For each of the following, document the streaming model:

  • DuckDB out-of-core / OOC — spill-to-disk for result sets exceeding RAM
  • Polars streaming (https://docs.pola.rs/user-guide/concepts/streaming/) — lazy evaluation + chunked execution; pipeline operators
  • Apache DataFusion — chunked execution over Arrow record batches
  • Apache Arrow Flight — streaming protocol for analytical query results
  • Materialize — incremental view maintenance (results recompute only what changed)
  • Datomic — immutable indexes; queries iterate rather than materialize
  • ClickHouse — streaming aggregates over massive tables
  • CRDT-based DBs (Yjs, Automerge) — eventually-consistent merging
  • Iterator / generator patterns — JS / TS streaming idioms

For each: how does it compose with relational + graph + vector primitives? At what scale does it pay off?

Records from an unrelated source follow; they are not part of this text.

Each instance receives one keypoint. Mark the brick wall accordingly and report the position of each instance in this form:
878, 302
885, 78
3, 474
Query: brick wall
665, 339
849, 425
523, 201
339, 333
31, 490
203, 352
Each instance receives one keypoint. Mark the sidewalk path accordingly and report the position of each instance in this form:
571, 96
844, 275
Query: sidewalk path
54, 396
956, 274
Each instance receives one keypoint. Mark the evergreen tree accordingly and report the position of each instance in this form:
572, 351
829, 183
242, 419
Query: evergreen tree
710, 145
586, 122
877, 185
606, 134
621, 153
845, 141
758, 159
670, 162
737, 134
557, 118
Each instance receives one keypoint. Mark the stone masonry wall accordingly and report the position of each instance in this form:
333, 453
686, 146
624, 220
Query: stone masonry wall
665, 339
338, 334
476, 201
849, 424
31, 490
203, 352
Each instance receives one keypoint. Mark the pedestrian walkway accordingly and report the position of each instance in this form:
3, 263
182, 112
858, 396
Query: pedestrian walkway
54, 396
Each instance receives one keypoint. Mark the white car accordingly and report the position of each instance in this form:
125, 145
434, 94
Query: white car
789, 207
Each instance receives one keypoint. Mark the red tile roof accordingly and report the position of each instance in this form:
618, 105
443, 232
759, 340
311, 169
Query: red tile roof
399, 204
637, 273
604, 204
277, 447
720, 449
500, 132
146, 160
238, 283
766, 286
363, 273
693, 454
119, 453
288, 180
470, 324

2. Ontology-web specific streaming patterns

Section titled “2. Ontology-web specific streaming patterns”

Some queries don’t have a natural chunked execution. Specifically:

  • Closure (transitive reachability) — depth-first vs breadth-first; can it stream incrementally as the frontier expands?
  • Pivot — group-by-two-axes; does it require materializing the full input or can it stream by pre-sorting?
  • Anti-join — “X without Y” — needs both sides; can it stream by hashing?
  • Multi-ontology join — joining concepts across 5+ ontologies; can it stream by ontology?

For each query primitive, characterize: streamable? requires-buffer? requires-materialization?

3. Crosswalker-specific streaming patterns

Section titled “3. Crosswalker-specific streaming patterns”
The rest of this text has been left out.